Dans les années 60, les travaux de la commission Castonguay-Nepveu avaient conduit à la mise en place de l'assurance maladie au Québec et à la gratuité des services médicaux. «On se retrouve 42 ans plus tard et on nous dit exactement la même chose», a déploré cet expert et observateur de longue date du réseau dela santé.
Groupes de pression
Dans les années 90, sous le règne du Parti québécois, le ministre Jean Rochon a bien tenté de dégager des budgets pour les cliniques, ce qu'on appelle la première ligne dans le jargon de la santé, en réduisant ceux des hôpitaux et des médecins spécialistes. Mais son gouvernement a préféré utiliser les économies pour atteindre le déficit zéro. «Depuis 42 ans, ce qu'on observe, un parti politique, un homme politique qui veut gagner de la crédibilité dans l'électorat doit dire la réforme, mais une fois élu, s'il ne veut pas perdre sa place, il faut qu'il ne fasse pas la réforme à cause des groupes de pression. M. Rochon l'a tentée. Il s'est fait ramasser et il a vu sa carrière politique finie», a affirméM. Contandripoulous qui est un partisan du régime public.
Par groupes de pression, il entend les hôpitaux, les médecins spécialistes qui n'ont qu'à laisser entendre que les listes d'attente s'allongeront si les budgets ne sont pas suffisants pour dissuader des élus de réduire leurs ressources.
Grands changements
Pour assurer un meilleur accès à un médecin de famille, de grands changements sont nécessaires selon le professeur Contandriopoulos. «Renverser le système, faire une culbute au système pour que la médecine spécialiste cesse d'être, de mener le jeu sur la médecine de première ligne. La capacité de faire ça n'est à peu près pas discutée dans la campagne électorale», a-t-il soumis. Il doute que l'ex-président de la Fédération des médecins spécialistes soit tout désigné pour faire ce boulot.
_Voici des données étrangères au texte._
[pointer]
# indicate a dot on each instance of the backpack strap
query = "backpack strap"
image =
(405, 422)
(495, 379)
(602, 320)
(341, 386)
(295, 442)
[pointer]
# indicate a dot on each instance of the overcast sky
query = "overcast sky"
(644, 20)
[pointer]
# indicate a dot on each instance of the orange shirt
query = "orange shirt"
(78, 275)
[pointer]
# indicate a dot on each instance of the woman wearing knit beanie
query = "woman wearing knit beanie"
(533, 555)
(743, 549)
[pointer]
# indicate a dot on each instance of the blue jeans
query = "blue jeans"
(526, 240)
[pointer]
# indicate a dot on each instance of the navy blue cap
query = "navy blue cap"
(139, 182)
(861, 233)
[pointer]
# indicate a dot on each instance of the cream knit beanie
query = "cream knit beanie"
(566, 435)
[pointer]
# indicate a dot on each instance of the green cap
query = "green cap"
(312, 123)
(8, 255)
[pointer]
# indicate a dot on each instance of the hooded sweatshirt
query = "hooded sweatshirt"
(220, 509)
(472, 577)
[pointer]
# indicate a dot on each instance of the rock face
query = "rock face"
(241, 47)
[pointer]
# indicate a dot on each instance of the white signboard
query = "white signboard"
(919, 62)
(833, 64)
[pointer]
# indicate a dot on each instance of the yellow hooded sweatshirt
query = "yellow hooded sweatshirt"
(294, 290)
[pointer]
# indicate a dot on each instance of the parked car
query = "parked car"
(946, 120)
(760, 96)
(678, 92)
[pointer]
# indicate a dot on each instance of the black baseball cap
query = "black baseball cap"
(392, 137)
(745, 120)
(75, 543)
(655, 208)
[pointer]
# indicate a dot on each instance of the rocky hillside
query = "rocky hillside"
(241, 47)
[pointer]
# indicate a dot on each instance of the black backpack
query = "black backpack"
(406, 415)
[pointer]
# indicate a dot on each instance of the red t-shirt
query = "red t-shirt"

Il faut aussi revoir le paiement à l'acte qui n'est plus, à son avis, adapté au travail en équipe dans un GMF. «Pour que des équipes de première ligne, médecins et non médecins travaillent ensemble, il faudrait que l'on permette aux médecins de ne pas être pénalisés financièrement si une infirmière fait une partie du travail qu'il a l'habitude de faire. Il faut changer son mode de rémunération. Le mode de paiement à l'acte ne permet pas d'organiser des soins de première ligne avec de la prévention, de l'attention aux patients, aux personnes âgées qui prennent du temps», a-t-il soutenu.
Ras-le-bol prononcé
Le passé est souvent garant de l'avenir. Il craint que le prochain ministre de la Santé soit pris dans un étau comme le ministre Jean Rochon l'a été. Par contre, il constate un ras-le-bol prononcé de la population concernant les difficultés à avoir et à voir un médecin de famille. «La question fondamentale qui préoccupe chacun, si je tombe malade, c'est de savoir si je serai servi de façon équitable, si j'aurai des soins de qualité, et [...] globalement, si on ne gaspille pas mes impôts pour des choses qui sont inutiles. Tout le monde se pose ces questions-là», a-t-il souligné.
Le professeur ne désespère pas de voir la situation s'améliorer étant donné que tous les partis sont d'accord pour un meilleur accès à un médecin de famille qui vient en tête des besoins exprimés dans des sondages. La donne pourrait changer avec l'élection d'un gouvernement majoritaire. Du moins, il sera tentant dans une première année de mandat de faire des changements qui pourraient soulever de l'opposition. L'Ontario vient tout juste de le faire en réduisant les honoraires des médecins spécialistes.